Dick Francis’s son’s new book

How’s that for a convoluted post title?

If you believe the book jacket Felix Francis helped his father Dick write several of the later books in his long career, even before he started getting credit as co-author on the last four written before Dick died in 2010. Now he’s written one on his own, very much in his father’s style. I’m a little annoyed with its title, because it reminds me of all the knockoffs done in Robert Ludlum’s and Alistair MacLean’s name which include the deceased author’s name in big print above the book title. See here for an example.

The book by Francis is called “Dick Francis’s Gamble”, which is misleading. It implies the book is about Dick Francis and some gamble he took, right? Like, I dunno, deciding he’d start writing thriller/mystery novels after retiring as a jockey?

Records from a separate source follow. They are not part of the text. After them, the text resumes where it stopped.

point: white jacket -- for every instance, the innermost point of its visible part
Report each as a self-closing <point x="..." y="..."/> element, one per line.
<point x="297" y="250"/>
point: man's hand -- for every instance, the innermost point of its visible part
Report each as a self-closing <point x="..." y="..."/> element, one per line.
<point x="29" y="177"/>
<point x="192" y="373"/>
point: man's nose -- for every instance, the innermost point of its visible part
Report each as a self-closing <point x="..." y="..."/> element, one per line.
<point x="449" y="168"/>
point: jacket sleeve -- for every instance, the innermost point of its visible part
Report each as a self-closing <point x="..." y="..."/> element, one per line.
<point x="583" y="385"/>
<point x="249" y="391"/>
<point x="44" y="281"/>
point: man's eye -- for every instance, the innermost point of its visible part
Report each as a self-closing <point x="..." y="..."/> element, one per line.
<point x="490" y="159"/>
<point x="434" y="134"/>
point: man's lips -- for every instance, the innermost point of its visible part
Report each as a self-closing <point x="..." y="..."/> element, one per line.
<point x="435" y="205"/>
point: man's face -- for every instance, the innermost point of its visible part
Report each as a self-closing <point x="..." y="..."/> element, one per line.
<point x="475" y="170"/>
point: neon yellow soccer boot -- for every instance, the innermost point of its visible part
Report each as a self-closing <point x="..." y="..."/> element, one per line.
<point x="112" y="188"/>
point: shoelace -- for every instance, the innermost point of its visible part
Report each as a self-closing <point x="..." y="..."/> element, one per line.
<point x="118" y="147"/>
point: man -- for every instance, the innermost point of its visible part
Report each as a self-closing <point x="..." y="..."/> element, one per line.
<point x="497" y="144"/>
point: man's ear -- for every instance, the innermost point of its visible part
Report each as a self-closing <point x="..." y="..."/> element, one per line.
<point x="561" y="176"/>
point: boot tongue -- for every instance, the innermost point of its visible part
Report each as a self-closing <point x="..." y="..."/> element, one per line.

Well, no. The book fits the old Francis formula: an average man thrust into dangerous situations without a clue as to what’s going on. It begins with a murder at a racecourse on Page One (which immediately reminded me of one of my favorite early Francis books, “Nerve,” because the first sentence of “Nerve” is “Art Matthews shot himself, loudly and messily, in the center of the parade ring at Dunstable races.”) Similarly, the first sentence of “Dick Francis’s Gamble” describes the murder. The hero, Nick, (a former jockey who broke his neck in a racing accident, luckily was not paralyzed but was forbidden to race again by the medical advisers to the Racing Commission — hello, Sid Halley!) witnessed the murder at close range since he was standing right next to the victim. The two men were financial advisers working for a small London firm. Nick is startled to learn he’s been named executor of his friend’s estate, and even more startled to learn that Herb, who was American, was apparently running an Internet gambling operation for clients in the States from England, Internet gambling being illegal in the US.

Ah, but the Internet gambling operation is not the real crime which needs to be investigated here. No, the real crime is fraud being perpetrated on one of Nick’s firm’s clients in Bulgaria. It involves claims that a prosperous factory in that country doesn’t really exist, despite glowing reports to the contrary.

There’s a subordinate story involving Nick’s live-in girlfriend; her recent behavior has led him to believe she’s having an affair. When he finds out the truth about that it adds some poignancy to the usual “run/hide from the bad guys” formula Francis has always had in his books.

All in all, it’s pretty derivative of his father’s work, but Dick had a recognizable formula which worked. It’s a pretty good story, and the mystery remains until the last couple of pages. . The younger Francis learned how to tell a story pretty well.

Being a completist I’ll buy it, but I’ll wait for the paperback.